Dr Roz Coggon is Royal Society University Research Fellow. Her research focuses on the role of fluids in the formation and evolution of the ocean crust, with a particular emphasis on quantifying the thermally driven chemical exchanges between the aging ocean crust and the overlying oceans and their influence on global geochemical cycles.
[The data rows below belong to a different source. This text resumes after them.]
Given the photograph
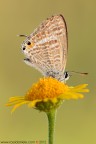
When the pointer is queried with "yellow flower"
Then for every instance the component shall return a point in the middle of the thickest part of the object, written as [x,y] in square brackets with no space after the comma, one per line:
[48,93]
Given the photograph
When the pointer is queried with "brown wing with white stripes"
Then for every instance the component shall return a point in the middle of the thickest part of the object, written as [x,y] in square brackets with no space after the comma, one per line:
[46,47]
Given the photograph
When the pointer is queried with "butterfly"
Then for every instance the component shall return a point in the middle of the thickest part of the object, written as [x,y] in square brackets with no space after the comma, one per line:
[46,48]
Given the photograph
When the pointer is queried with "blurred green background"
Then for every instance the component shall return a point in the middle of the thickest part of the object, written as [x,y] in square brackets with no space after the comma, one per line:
[76,120]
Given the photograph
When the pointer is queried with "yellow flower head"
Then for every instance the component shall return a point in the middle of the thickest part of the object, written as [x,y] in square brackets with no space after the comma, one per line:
[47,94]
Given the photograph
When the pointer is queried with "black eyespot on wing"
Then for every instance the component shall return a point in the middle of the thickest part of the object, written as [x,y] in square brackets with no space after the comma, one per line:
[66,75]
[28,43]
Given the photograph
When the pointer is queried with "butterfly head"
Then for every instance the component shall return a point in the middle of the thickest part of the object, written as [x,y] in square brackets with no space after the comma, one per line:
[26,46]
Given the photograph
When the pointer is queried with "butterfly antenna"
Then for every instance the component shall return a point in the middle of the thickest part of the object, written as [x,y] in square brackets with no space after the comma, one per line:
[80,73]
[22,35]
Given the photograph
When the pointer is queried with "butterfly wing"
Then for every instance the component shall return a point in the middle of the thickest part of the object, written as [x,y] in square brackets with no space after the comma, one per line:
[48,48]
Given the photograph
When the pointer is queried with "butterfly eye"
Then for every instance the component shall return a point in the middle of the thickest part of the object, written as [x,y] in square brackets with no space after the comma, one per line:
[28,43]
[24,48]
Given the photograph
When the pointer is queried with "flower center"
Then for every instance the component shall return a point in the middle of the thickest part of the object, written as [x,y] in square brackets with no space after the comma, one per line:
[46,88]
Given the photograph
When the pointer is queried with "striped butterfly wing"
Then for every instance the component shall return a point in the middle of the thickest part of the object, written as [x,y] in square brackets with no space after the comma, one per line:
[48,46]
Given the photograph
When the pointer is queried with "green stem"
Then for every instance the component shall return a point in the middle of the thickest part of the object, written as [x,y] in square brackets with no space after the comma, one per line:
[51,125]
Ocean crust is produced along the submarine volcanic mid-ocean ridges repaving two-thirds of Earth's surface every 200 million years. However, it remains relatively unexplored, accessible only using submersibles or scientific ocean drilling. Such exploration revealed that seawater circulates through cracks in the cooling ocean crust, reacts with the rocks, transporting heat and chemicals to the oceans. At the ridges this occurs through spectacular hydrothermal hot springs but quantitatively more important reactions occur during lower-temperature fluid flow on the vast ridge flanks. Roz pioneered a method for reconstructing past ocean chemistry – itself an integrator of a range of Earth processes – from the fluid chemistry recorded by low-temperature hydrothermal minerals.
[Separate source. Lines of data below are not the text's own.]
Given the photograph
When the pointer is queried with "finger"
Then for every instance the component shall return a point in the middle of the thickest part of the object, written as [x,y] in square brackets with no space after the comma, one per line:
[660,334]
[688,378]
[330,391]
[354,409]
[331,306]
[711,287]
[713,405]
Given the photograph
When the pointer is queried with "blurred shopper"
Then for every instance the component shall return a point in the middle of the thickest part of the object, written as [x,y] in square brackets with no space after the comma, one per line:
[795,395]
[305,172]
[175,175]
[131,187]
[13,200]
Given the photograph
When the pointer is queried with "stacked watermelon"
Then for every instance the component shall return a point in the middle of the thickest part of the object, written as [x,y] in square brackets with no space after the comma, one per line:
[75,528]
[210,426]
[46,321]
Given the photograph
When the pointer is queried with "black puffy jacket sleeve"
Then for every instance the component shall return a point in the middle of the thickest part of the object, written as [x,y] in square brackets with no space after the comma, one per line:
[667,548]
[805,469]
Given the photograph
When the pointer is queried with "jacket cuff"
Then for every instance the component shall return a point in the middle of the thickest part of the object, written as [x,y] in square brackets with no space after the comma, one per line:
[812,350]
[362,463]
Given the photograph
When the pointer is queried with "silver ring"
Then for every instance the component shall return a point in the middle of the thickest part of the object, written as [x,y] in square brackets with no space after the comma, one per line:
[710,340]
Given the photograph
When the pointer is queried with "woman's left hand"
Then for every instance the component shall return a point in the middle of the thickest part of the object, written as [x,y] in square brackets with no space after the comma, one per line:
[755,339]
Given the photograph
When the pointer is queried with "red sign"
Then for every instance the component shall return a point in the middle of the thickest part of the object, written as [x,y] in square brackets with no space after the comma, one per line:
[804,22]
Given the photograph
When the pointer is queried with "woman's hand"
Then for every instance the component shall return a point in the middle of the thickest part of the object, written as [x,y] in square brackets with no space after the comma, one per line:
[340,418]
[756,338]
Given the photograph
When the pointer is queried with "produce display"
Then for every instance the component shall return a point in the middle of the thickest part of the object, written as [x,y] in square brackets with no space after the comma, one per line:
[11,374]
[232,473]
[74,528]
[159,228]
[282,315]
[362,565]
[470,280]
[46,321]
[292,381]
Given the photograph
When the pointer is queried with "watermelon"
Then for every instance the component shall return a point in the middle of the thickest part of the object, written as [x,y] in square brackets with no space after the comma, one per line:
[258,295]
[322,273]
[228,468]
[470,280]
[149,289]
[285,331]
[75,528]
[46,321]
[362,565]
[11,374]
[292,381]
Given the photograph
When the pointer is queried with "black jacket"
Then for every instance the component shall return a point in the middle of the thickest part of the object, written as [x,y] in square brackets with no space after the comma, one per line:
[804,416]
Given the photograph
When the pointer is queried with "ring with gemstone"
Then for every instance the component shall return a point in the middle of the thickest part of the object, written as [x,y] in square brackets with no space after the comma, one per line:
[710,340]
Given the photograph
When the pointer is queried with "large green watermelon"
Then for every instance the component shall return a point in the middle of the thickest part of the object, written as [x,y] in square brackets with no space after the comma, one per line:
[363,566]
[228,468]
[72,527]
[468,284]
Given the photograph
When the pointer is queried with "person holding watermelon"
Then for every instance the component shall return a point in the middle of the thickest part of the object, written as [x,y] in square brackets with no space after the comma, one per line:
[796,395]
Roz is heavily involved in scientific ocean drilling, serving as co-lead editor of the 2050 Science Framework: Exploring Earth by Scientific Ocean Drilling that will guide scientists on the important research frontiers that scientific ocean drilling should pursue over the next three decades. The framework focuses on the many ways in which scientific ocean drilling will increase our understanding of the fundamental connections among Earth system components while addressing a range of natural and human-caused environmental challenges facing society.
Roz is also leading an International Ocean Discovery Program project (IODP Expeditions 390 & 393) that will drill an age transect (<61 Ma) of holes across the western flank of the Southern Mid-Atlantic ridge. These expeditions will investigate the history of hydrothermal interactions between the cooling ocean crust and the overlying ocean, the presence, diversity and activities of microbial communities that live deep beneath the seafloor, and recover sediment records of climate change and ocean circulation patterns in the Atlantic Ocean.